Horse-powered farming on the rise
Horse power is on the rise among small-scale farmers, and we don’t mean the size of their tractor engines. In the past mainly associated with amish farmers, horse-farming equipment manufacturers are reporting increasing sales and a rise in the number of non-Amish customers. Why is this?
Sheep farmer Donn Hewes, who works with horse powered equipment instead of machinery, told the Associated Press that although he admits working with horses takes more time and effort than tractor farming, it is beneficial in other ways.
"People always want to know how many dollars an hour can I make, and can I really profit from farming with horses," said Hewes. "We can, but to me, that's the wrong question. I benefit in so many ways. I benefit from working with young stock, building fertility for the farm, and all the time I get to spend enjoying doing what I'm doing."
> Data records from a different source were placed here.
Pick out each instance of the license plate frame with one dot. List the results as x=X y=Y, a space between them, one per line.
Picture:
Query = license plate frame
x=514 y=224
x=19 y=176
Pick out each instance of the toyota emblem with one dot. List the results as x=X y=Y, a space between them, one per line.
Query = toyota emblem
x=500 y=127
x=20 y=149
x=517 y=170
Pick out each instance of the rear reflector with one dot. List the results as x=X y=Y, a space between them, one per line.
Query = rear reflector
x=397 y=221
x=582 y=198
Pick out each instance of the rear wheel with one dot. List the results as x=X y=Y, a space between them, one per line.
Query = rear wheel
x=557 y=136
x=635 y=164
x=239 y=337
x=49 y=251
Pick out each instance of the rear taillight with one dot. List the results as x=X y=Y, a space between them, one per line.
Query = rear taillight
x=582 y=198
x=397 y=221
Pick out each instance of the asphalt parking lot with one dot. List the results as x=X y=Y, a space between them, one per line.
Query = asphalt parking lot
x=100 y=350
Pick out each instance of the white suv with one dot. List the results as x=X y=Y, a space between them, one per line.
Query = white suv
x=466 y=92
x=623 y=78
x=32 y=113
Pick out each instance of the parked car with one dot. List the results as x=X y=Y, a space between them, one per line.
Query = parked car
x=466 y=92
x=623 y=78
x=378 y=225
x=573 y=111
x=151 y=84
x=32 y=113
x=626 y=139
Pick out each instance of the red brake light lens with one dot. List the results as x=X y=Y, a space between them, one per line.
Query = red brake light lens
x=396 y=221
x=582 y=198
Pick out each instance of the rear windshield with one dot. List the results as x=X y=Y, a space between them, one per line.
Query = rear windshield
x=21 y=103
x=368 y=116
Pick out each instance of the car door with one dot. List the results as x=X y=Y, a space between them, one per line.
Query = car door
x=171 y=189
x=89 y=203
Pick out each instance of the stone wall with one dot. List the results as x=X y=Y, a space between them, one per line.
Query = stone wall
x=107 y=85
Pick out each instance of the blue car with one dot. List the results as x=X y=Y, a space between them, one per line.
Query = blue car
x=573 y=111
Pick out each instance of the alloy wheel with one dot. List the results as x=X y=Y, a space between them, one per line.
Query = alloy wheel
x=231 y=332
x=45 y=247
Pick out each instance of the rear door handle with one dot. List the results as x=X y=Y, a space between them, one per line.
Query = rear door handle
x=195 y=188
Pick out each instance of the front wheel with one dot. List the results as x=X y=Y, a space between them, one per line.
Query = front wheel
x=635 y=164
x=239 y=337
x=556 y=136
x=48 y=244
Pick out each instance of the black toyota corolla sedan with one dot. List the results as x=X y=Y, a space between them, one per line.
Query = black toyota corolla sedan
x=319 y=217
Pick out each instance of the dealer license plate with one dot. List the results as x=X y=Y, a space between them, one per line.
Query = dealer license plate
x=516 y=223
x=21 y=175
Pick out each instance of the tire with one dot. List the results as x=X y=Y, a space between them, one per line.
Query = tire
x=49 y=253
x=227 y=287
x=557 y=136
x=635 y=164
There are also other benefits to using horses instead of engines, such as the absence of fossil fuels and being more cost effective. Not to mention being considerably more attractive than a 13’ piece of metal.
Pioneer Equipment, which is an amish manufacturer of horse-drawn implements have recently released the Homesteader which has interchangeable parts for plowing, harrowing, discing, planting, cultivating and harvesting crops.
Stephen Leslie, who runs a horse-powered dairy and vegetable farm said he has seen a big increase in horse powered farming over the last 20 years. "When we started it was hard to find anyone with knowledge or equipment," said Leslie, whose book "The New Horse-Powered Farm" was published in 2013. "Now, the networking is incredible."